Last night, not only did I blackout, but I also made out with someone.  It’s been awhile since that’s happened, and since those events are this blog’s namesake, I’ll take that as a sign that a badass entry is coming soon.  Maybe. We’ll see.

Even if it doesn’t, at least I got to make out.

Same Auld Lang Syne

You still occupy 30% of my memory.

Your favorite Christmas carol is by Wham!

Your mother’s is “Same Auld Lang Syne”.

Your favorite color is orange.

When we went to the beach that summer, we ran back to the house because forgot something and instead of making out, we put couch pillows up our shirt and took pictures.

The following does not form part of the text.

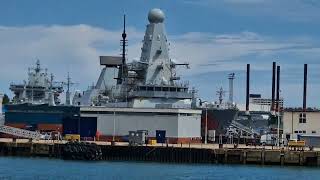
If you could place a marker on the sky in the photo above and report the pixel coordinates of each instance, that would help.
(216, 37)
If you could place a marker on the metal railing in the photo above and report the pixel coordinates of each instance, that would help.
(20, 132)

You made my grandmother laugh.

Both of them, actually.

The other day, when someone made a peace sign to say goodbye, my gut instinct was to make one and touch theirs.

But that’s crazy.

This is all so fucking crazy.

El.

I saw Troy the other day. Troy who told me his grandmother was sick and he needed $30 to buy her meds.  So I gave him $30.  I saw him walking out of the Royersford Wawa- he held the door for me.

I didn’t say hi.

I saw him, but I haven’t seen you.

It always shocks me that I haven’t seen you yet. It’s been 3 years since I have- a year longer than we were together.  I live now in your hometown- the one you spoke so fondly of every time you put mine down.  I frequent places that I know you do as well. I imagine you in the other train car behind mine, leaving the Starbucks’ line just before I enter it, and getting on the El just before I get off.

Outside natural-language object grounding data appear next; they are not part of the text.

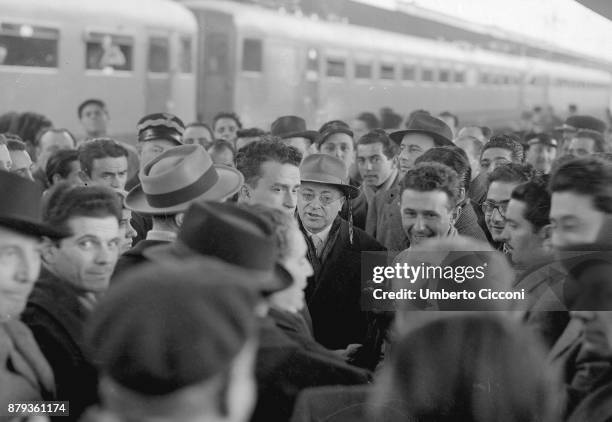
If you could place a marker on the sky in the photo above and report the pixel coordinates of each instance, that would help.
(564, 23)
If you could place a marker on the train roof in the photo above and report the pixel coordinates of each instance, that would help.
(341, 38)
(158, 13)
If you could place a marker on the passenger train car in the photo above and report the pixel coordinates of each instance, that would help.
(136, 55)
(262, 64)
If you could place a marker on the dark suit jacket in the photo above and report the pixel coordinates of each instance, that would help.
(57, 320)
(134, 257)
(333, 293)
(284, 368)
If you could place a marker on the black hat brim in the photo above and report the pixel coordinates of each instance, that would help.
(439, 140)
(268, 282)
(32, 228)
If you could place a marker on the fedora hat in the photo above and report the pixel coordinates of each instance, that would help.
(428, 125)
(578, 122)
(332, 127)
(161, 126)
(178, 176)
(328, 170)
(292, 126)
(21, 209)
(232, 234)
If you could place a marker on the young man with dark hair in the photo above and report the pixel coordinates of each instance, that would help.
(502, 182)
(428, 198)
(76, 271)
(105, 162)
(64, 166)
(21, 161)
(198, 133)
(226, 125)
(581, 201)
(586, 142)
(271, 173)
(94, 118)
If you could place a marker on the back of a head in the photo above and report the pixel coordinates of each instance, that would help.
(464, 368)
(169, 327)
(250, 158)
(450, 156)
(509, 142)
(589, 176)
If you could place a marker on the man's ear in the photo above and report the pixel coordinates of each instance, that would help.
(48, 250)
(84, 177)
(244, 194)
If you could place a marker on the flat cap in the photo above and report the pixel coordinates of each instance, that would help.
(167, 327)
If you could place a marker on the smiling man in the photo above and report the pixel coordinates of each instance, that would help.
(76, 270)
(428, 198)
(502, 182)
(104, 162)
(271, 174)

I imagine the moment I do see you, hand in hand with your girlfriend (possibly fiancé now, I don’t keep up).  I know it’s coming- I don’t see you, but I feel you near me….your presence, in this city that you always seemed to own.

But, I don’t see you, probably because you’re just a man in a city of thousands, because if you saw me from a distance you would probably walk away, and because who the fuck am I kidding, you wouldn’t be caught dead on the El.

You wouldn’t even recognize me anymore.

Write.

At any given moment, I feel like I have all these poetic words bubbling right under the surface, yet when I put the pen to paper it all floats away and I’m left in my clumsy memories of you.